# Chicken Spread



## Chief Longwind Of The North (May 4, 2005)

I usually cook my chicken without the skin.  I skin the bird myself, before cooking.  I sometimes bone the chicken as well.  I always purchase my chicken with the skin and bones as it's less expensive, and I can use the bones and skin to make stock.

About three nights ago, I had a gallon freezer bag chock full of skins and bones.  I decided it was time to make some chicken stock.  When it was done, I strained it through a fine, wire-mesh sieve.  I then let the bones and skin cool.  

I just didn't want to throw away the meat still sticking to the bones, but knew it was too bland for most dishes.  So I picked the bones clean, putting the meat into hte food processor attachment for my imersion blender and proceeded to turn it into a pate.  It was a bit dry in texture, so I added a piece of the chicken skin.  This improved the texture imeasurably.  The, I added a clove of garlic (peeled), and about half an onion, along with a half-tsp. of salt.  I blended it all together.  I though it was great, but knew the rest of my crew wouldn't touch it.  So I then added some Miracle Whip and sweet-pickle-relish and stirred it in.  

This makes a great chicken spread for sandwhiches, sort of like deviled ham, or liverwurst, but different tasting of course.  It made about two cups of the stuff.  I'm sure glad it tasted Ok because I have this personal rule about my experiments.  Once I make them, I have to eat them, good or not.  And so far, I'm the only one eating it.  Makes for quick and easy lunch sandwiches though.  Oh, I also added some horseradish to the mix.  It really added character to the sandwich spread.
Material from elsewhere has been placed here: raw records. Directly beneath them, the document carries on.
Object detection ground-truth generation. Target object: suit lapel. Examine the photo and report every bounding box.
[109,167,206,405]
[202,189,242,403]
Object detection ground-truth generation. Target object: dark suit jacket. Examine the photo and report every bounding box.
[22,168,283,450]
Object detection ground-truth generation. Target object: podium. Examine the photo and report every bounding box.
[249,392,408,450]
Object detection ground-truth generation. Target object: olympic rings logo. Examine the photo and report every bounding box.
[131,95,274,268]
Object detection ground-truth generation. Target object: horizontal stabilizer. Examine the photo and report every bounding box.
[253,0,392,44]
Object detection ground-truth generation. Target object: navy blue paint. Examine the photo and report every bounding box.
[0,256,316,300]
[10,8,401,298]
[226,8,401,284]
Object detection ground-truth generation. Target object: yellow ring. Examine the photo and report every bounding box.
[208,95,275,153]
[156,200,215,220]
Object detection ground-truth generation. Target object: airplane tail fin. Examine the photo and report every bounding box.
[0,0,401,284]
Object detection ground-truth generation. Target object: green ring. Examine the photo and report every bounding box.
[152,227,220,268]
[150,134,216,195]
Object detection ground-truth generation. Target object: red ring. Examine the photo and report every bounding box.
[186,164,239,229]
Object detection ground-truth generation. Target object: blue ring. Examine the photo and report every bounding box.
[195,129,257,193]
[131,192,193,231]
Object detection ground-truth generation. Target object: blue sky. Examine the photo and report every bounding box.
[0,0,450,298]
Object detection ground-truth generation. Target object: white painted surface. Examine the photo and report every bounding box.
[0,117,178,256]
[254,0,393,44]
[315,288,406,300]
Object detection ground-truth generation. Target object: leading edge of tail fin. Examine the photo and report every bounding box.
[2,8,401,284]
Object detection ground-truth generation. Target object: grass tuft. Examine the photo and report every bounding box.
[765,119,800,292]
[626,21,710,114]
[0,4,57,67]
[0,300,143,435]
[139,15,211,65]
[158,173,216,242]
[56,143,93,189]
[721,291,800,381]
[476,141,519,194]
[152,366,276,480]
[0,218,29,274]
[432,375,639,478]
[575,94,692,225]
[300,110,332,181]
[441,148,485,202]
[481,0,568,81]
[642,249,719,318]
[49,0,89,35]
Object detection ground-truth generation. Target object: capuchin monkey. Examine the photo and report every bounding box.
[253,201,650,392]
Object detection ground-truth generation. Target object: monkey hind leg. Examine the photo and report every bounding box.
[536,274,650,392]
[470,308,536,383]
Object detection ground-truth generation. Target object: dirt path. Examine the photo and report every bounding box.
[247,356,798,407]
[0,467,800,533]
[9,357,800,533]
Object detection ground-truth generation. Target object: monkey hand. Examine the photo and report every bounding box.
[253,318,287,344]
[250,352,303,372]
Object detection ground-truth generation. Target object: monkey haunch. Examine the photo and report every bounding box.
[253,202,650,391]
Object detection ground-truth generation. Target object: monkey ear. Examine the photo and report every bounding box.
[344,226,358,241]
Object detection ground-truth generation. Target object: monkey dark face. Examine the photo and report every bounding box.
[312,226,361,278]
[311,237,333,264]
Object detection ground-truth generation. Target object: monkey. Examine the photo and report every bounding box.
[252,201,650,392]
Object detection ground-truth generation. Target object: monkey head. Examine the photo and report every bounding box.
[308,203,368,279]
Don't know if anybody else wants to go through the trouble to make their own sandwich spread, but it saves money, tastes great (because you get to choose the flavors), and has no salts except those you add.

Seeeeeeya; Goodweed of the North


----------



## htc (May 4, 2005)

Goodweed, I love your rule! If I had a rule like this, I think I would experiment even LESS than I do now.  

I would have never thought to make a sandwich spread out of it! That's a great idea!


----------



## Constance (May 21, 2005)

Goodweed, I always use Miracle Whip and sweet pickle relish in my chicken salad too, but I don't put it through the grinder or food processor the way I would ham. I just chop it by hand...seems to have more flavor that way.


----------